Escrivá F, Pascual-Leone A M, Galán A, Encinas J P
Rev Esp Fisiol. 1983 Dec;39(4):363-71.
The neo-T4 syndrome was induced by subcutaneous administration of a total dose of (150 micrograms) L-thyroxine (T4) to rats from their first day of live. Neo-T4 animals and their controls were sacrificed at 2, 4, 8, 11, 14, 22 and 25 days of age. A decrease in body weight was observed from the second day of life, and a decrease in brain weight from the eighth day of life in the neo-T4 animals. Blood glucose and plasma insulin levels were decreased from 2nd day through 22nd day of life. Total plasma ketone bodies and beta-OH butyrate levels increased in the neo-T4 animals with respect to controls. until 8th day, although acetoacetate increased only until 4th day. The activity of key enzymes in the ketone bodies utilization pathway (3-hydroxybutyrate dehydrogenase, 3-oxoacid CoA-transferase and acetoacetyl-CoA thiolase) were also measured in the animals brain. We found an activation of 3-hydroxybutyrate dehydrogenase until 11th day and 3-oxoacid CoA-transferase until 14th day, but no change in acetoacetyl CoA-thiolase was observed. Ketone bodies play a key role as energy substrates and precursors of brain lipids during the period of intense growth and myelination of the CNS. Considering the alterations described in this paper it seems that neo-T4 syndrome could be an interesting model for studying metabolism of those substances in brain.
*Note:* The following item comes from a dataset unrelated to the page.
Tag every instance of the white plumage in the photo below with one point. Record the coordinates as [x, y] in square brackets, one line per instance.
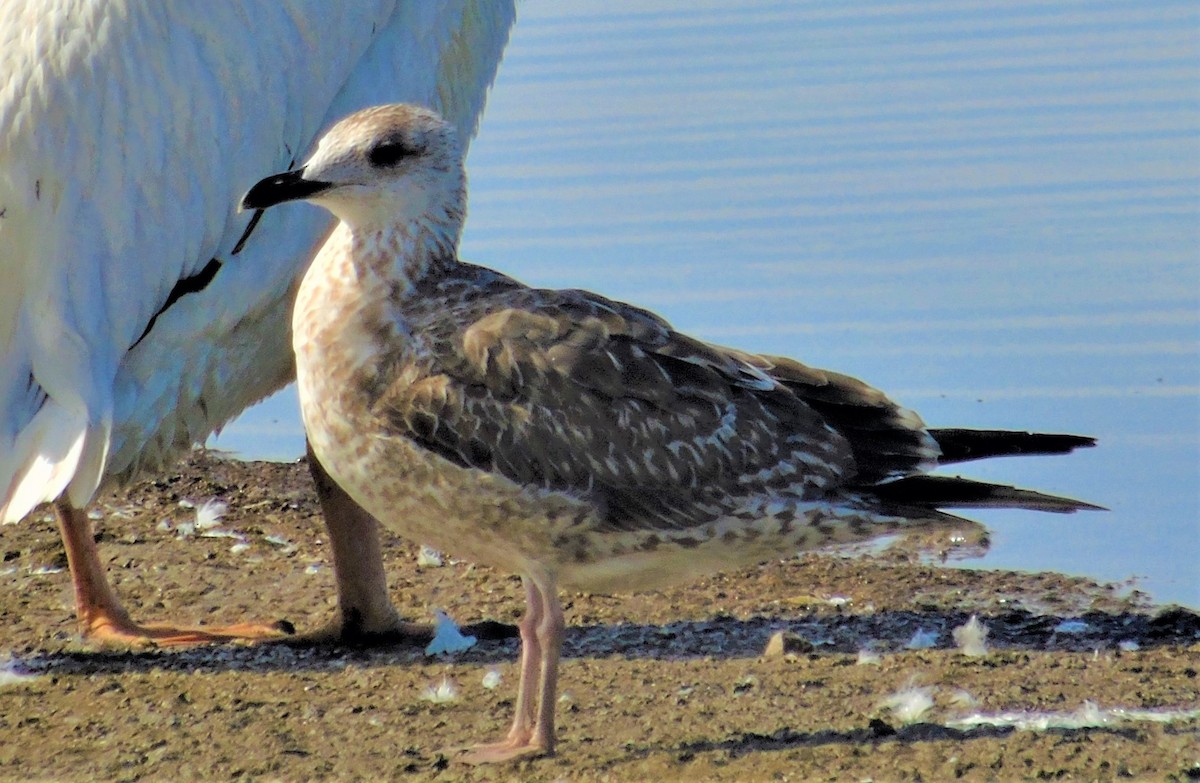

从出生第一天起,给大鼠皮下注射总剂量为150微克的L-甲状腺素(T4),从而诱导产生新T4综合征。新T4动物及其对照在2、4、8、11、14、22和25日龄时被处死。在新T4动物中,从出生第二天起观察到体重下降,从出生第八天起观察到脑重下降。从出生第二天到第22天,血糖和血浆胰岛素水平下降。与对照组相比,新T4动物的血浆总酮体和β-羟基丁酸水平升高。直到第8天,尽管乙酰乙酸仅在第4天之前升高。还测量了动物脑中酮体利用途径中的关键酶(3-羟基丁酸脱氢酶、3-氧代酸辅酶A转移酶和乙酰乙酰辅酶A硫解酶)的活性。我们发现3-羟基丁酸脱氢酶在第11天之前被激活,3-氧代酸辅酶A转移酶在第14天之前被激活,但未观察到乙酰乙酰辅酶A硫解酶有变化。在中枢神经系统强烈生长和髓鞘形成期间,酮体作为能量底物和脑脂质前体发挥关键作用。考虑到本文所述的变化,新T4综合征似乎可能是研究脑中这些物质代谢的一个有趣模型。